21 recent COVID-19 research findings

Here are 21 COVID-19-related research findings covered by Becker's Hospital Review since May 27:

Note: Findings are listed from oldest to most recent.

1. COVID-19 immunity persists for at least a year, perhaps even a lifetime, according to two recent studies.

2. People with mild or asymptomatic COVID-19 cases may be just as infectious as those with severe cases who require hospitalization, a study published May 25 in Science found.

3. Nearly three-fourths of people who recover from COVID-19 have at least one lingering symptom, according to a study published May 26 in Jama Network Open.

4. Nearly half of COVID-19 patients discharged from Ann Arbor-based Michigan Medicine last spring experienced functional decline, research shows.

5. Compared to the flu, kids with a COVID-19 infection face a higher risk for hospitalization and pneumonia, among other complications, according to a study published May 28 in Pediatrics

6. A third of adolescents hospitalized with COVID-19 need intensive care, according to CDC data published June 4. 

7. SARS-CoV-2, the virus that causes COVID-19, infects immature red blood cells, reducing oxygen in the blood and hindering immune response, according to a new study published in Stem Cell Reports.

8. People who received Pfizer-BioNTech or Moderna's mRNA vaccine and later contracted COVID-19, known as breakthrough infections, had milder and shorter illness compared to those who were unvaccinated and infected, according to CDC findings published June 7. 

9. The COVID-19 vaccine rollout significantly cut cases, deaths, hospitalizations and emergency department visits among U.S. adults, according to the CDC's June 8 Morbidity and Mortality Weekly Report.

10. The U.S. launched COVID-19 contact tracing programs nationwide to slow the transmission of the virus, spending hundreds of millions of dollars.

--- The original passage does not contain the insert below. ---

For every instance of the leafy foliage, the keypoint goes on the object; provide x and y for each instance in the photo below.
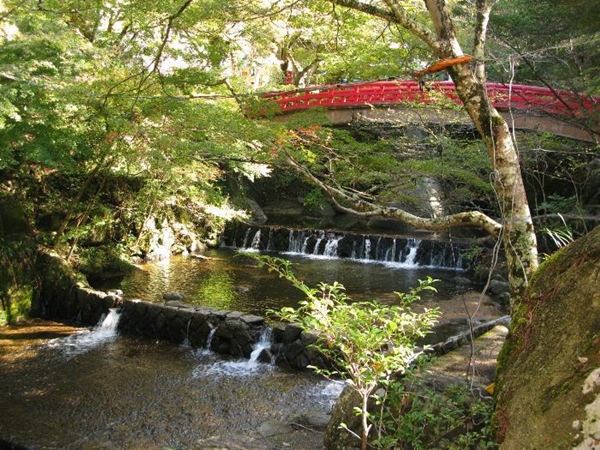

Yet the effort gave "suboptimal" results because only a third of infected residents were able to share their contact data, according to a June 3 study published in JAMA Network Open.

11. Cleveland Clinic researchers found close network-based relationships between SARS-CoV-2 and genes/proteins associated with Alzheimer's, as well as several other neurological diseases.

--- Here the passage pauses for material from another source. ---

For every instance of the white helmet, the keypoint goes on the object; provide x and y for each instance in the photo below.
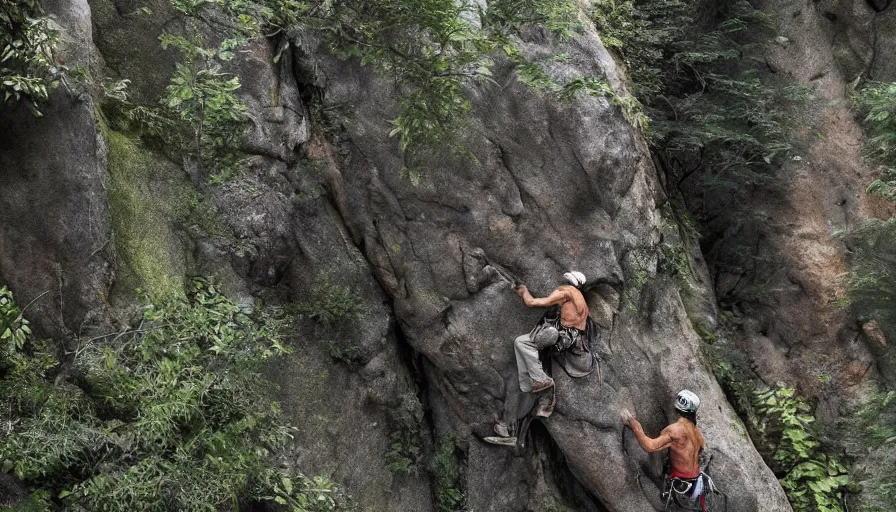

12. People infected by the delta coronavirus variant have twice the risk of hospitalization of people infected with the alpha variant first identified in the U.K., according to research from Scotland published June 14 in The Lancet.

13. Among a study of nearly 2 million people who had COVID-19, more than 20 percent were left with at least one post-COVID-19 condition at least 30 days after their initial diagnosis, according to findings published June 15 by Fair Health, a national nonprofit organization.

14. A third dose of COVID-19 vaccine strengthened antibody levels among solid organ transplant recipients who had suboptimal antibody levels after the first or second dose, according to research published June 14 in Annals of Internal Medicine.

15. Antibody testing research suggests COVID-19 may have been circulating in Illinois, Massachusetts, Mississippi, Pennsylvania and Wisconsin before the first official cases were reported there, according to findings published June 15 in Clinical Infectious Diseases.

16. The delta coronavirus variant appears more commonly linked to a different range of symptoms than other variants, according to a large U.K. study.

17. COVID-19 was linked to brain tissue loss in a U.K. brain imaging study, according to early findings published June 15 in the preprint server MedRxiv.

18. The benefits of using a combination treatment for children who develop a rare inflammatory condition after contracting COVID-19 is still unclear, two studies show.

19. Nearly 17 million people — about five times more than official counts — may have had undiagnosed COVID-19 infections in the U.S. during the first few months of the pandemic, according to research published June 22 in Science Translational Medicine.

20. "Immunocompromised" is a large bucket — and not all immunocompromising conditions affect a person's ability to produce antibodies in response to COVID-19 vaccination the same way, research published June 30 in the preprint server MedRxiv suggests. 

21. Hospital patients sharing a room with someone who tests positive for COVID-19 are at a high risk of contracting the virus, according to a study published in Clinical Infectious Diseases.